I am working on a data science challenge. I would like some help on how to proceed in developing my solution… A snapshot of my dataset is shown below:

This dataset is collected by a drug making company trying to sell its drug to doctors of different specializations.

The drug company has made promotional activity for its brand

The promotional activity has included calls made, emails sent and faxes sent. The dataset shows how many calls have been made (‘Calls Made’ column), how many calls were successfully completed (‘Calls Successfully Completed’ column), how many emails were sent (‘Emails Sent’ column), how many emails were opened (‘Emails Opened’ column), how many faxes were sent (‘Faxes Sent’ column). Brand 1 is the brand of the drug company. Brand 2 is the brand of its competitor.

The dataset shows how many sales have been made for various brands.
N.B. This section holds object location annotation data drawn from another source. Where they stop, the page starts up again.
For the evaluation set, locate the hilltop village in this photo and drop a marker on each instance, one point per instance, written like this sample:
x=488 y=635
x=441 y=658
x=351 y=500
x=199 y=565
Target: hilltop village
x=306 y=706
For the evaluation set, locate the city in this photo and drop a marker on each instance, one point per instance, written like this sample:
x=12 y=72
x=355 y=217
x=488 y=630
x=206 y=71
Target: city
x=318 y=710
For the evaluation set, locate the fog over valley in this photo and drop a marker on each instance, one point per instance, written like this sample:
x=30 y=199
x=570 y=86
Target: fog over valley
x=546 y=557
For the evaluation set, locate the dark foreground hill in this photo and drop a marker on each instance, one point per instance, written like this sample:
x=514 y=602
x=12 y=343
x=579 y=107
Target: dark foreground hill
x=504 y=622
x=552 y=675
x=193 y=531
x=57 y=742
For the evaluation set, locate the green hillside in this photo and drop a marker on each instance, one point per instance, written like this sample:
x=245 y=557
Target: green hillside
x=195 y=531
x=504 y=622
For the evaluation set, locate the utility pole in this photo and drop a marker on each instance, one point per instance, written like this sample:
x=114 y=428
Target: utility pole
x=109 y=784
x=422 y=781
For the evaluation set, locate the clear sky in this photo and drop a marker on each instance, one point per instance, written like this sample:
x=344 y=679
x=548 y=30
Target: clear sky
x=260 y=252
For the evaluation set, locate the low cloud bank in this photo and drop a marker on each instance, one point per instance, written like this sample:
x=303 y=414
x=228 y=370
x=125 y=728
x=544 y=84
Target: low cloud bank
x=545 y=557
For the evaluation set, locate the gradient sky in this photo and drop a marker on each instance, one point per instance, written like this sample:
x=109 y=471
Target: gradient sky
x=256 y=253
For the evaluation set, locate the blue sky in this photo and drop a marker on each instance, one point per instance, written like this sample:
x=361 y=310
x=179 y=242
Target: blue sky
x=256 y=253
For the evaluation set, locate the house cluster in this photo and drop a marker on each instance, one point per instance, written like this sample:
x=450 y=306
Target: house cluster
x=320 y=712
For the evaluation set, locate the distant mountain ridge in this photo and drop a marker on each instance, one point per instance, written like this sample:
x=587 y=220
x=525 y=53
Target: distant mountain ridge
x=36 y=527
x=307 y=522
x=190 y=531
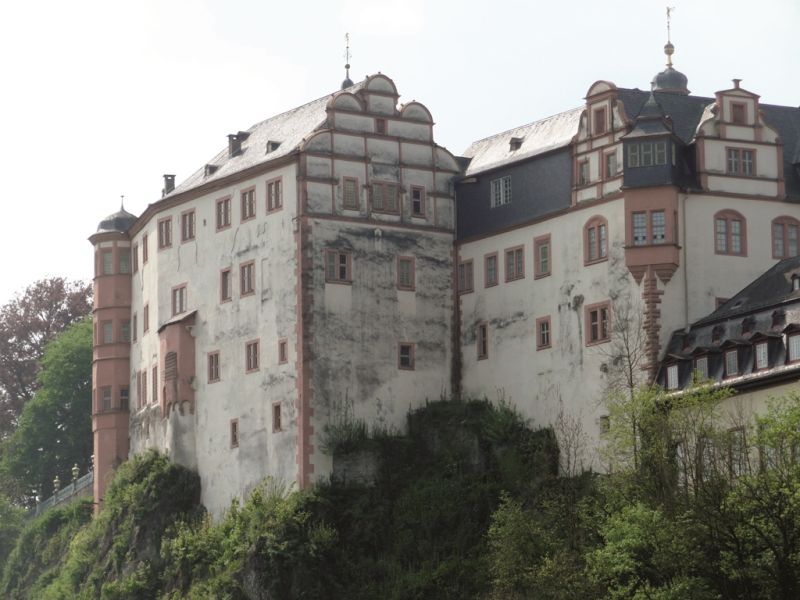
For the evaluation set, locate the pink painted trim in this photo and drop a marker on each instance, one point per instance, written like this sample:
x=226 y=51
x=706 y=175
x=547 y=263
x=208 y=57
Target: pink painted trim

Brand 1 Sales (Company’s brand) - number of sales of the drug company’s brand Brand 2 Sales (Competitor brand)- number of sales of the competitor’s brand Total Branded Market Sales - number of sales of the all brands (from all companies selling branded drugs) in the market Total Market (Branded + Unbranded) sales - number of sales of all branded and unbranded drugs

My task is to develop a ML system using this dataset that will recommend which of the three channels to use (calls/emails/fax) for future promotional activity. How do I develop such a system? My understanding is that this is a classification problem with three classes (calls/emails/fax). For a prospective customer, I have to classify him/her into one of the three classes that would indicate what channel to use.

What kind of feature engineering should I do? What model can I use?
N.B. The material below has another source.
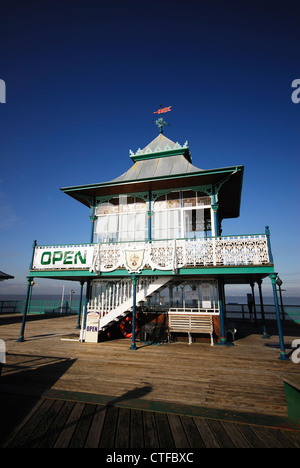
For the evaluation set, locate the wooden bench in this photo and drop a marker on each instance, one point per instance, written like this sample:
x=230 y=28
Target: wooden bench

I have developed a solution for this problem. I clustered the dataset into three clusters (call, email, fax) and assigned each customer categorized into a cluster to the corresponding marketing channel. I calculated the channel affinity score using the distance of the customer data point to the cluster centroid.

The solution is uploaded to a github repo:

It contains a jupyter notebook containing the python code for the solution, the dataset and a pdf report explaining my approach.